We have studied the mechanisms involved in calcium (Ca²⁺) transport through the basal plasma membranes (BPM) of the syncytiotrophoblast cells from full‐term human placenta. These purified membranes were enriched 25‐fold in Na⁺/ K⁺‐adenosine triphosphatase (ATPase), 37‐fold in [³H]dihydroalprenolol binding sites, and fivefold in alkaline phosphatase activity compared with the placenta homogenates.
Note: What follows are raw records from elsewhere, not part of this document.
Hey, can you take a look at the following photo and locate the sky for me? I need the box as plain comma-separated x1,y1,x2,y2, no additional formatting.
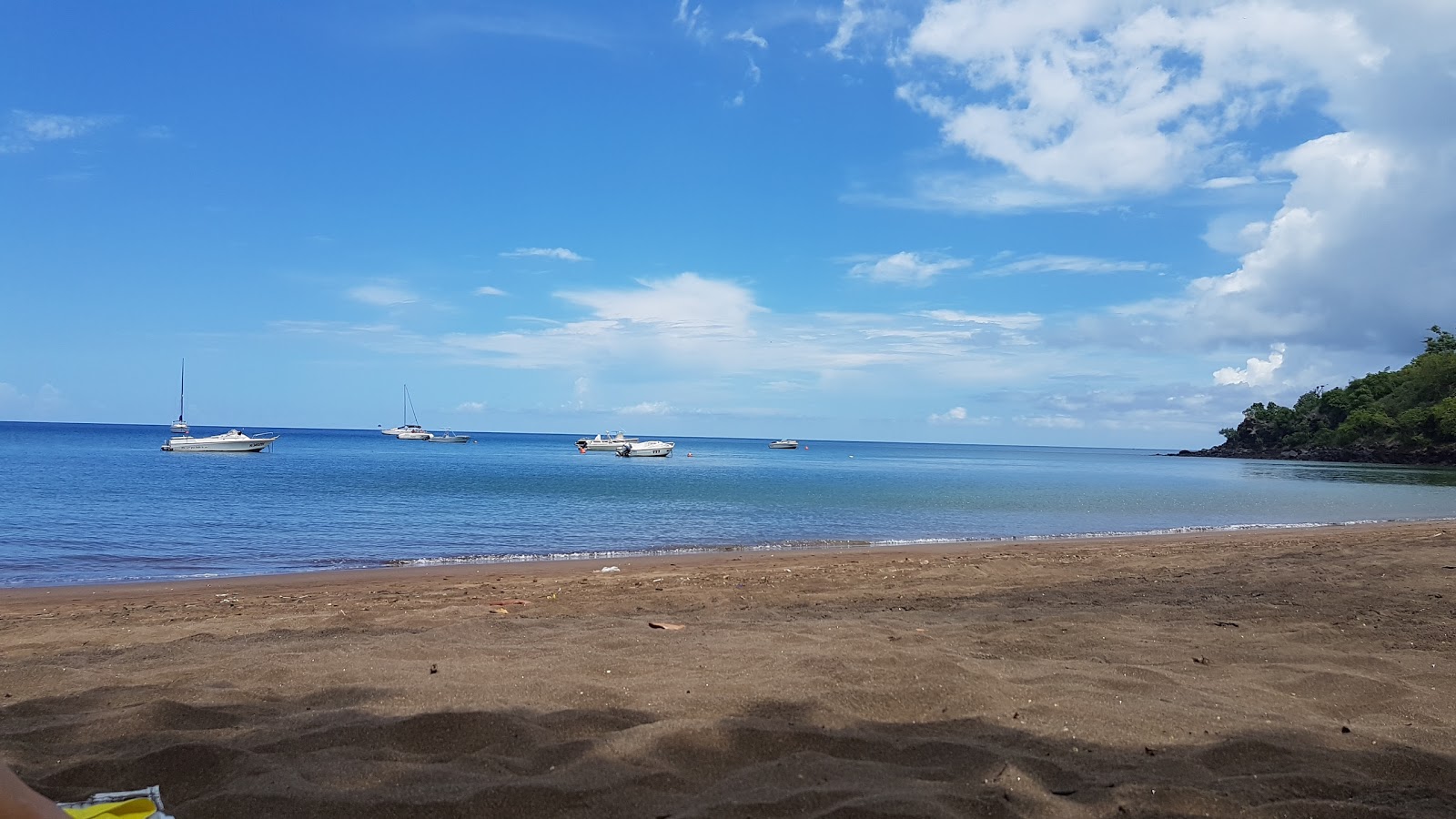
0,0,1456,449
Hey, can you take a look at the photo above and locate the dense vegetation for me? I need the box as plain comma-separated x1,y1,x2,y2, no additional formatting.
1179,327,1456,465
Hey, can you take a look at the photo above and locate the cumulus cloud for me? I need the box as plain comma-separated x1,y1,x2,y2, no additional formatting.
926,407,996,426
0,382,67,421
1016,415,1087,430
723,26,769,48
617,400,674,415
898,0,1389,198
556,272,764,334
0,108,116,153
1213,344,1284,386
919,310,1041,329
348,284,420,308
844,250,971,287
824,0,864,60
500,248,588,262
674,0,712,42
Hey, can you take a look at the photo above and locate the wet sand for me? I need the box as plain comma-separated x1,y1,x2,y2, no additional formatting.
0,521,1456,819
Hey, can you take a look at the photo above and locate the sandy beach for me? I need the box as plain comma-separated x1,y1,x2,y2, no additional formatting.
0,523,1456,819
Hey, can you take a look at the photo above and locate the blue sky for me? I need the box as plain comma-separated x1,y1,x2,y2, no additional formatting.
0,0,1456,448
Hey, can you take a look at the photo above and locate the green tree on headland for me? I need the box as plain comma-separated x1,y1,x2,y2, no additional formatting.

In the absence of ATP and Mg²⁺, a basal Ca²⁺ uptake was observed, which followed Michaelis‐Menten kinetics, with a K_m Ca²⁺ of 0.18 ± 0.05 μM and V_max of 0.93 ± 0.11 nmol/mg/min. The addition of Mg²⁺ to the incubation medium significantly decreased this uptake in a concentration‐dependent manner, with a maximal inhibition at 3 mM Mg²⁺ and above. The Lineweaver‐Burk plots of Ca²⁺ uptake in the absence and in the presence of 1 mM Mg²⁺ suggest a noncompetitive type of inhibition. Preloading the BPM vesicles with 5 mM Mg²⁺ had no significant effect on Ca²⁺ uptake, eliminating the hypothesis of a Ca²⁺/Mg²⁺ exchange mechanism. This ATP‐independent Ca²⁺ uptake was not sensitive to 10⁻⁶ M nitrendipine nor to 10⁻⁴ M verapamil. An ATP‐dependent Ca²⁺ transport was also detected in these BPM, whose Km Ca²⁺ was 0.09 ± 0.02 μM and V_max 3.4 ± 0.2 nmoles/mg/3 min. This Ca²⁺ transport requires Mg²⁺, the optimal concentration of Mg²⁺ being approximately 1 mM. Preincubation of the membrane with 10⁻⁶ M calmodulin strongly enhanced the initial ATP‐dependent Ca²⁺ uptake. Finally, no Na⁺ /Ca²⁺ exchange process could be demonstrated.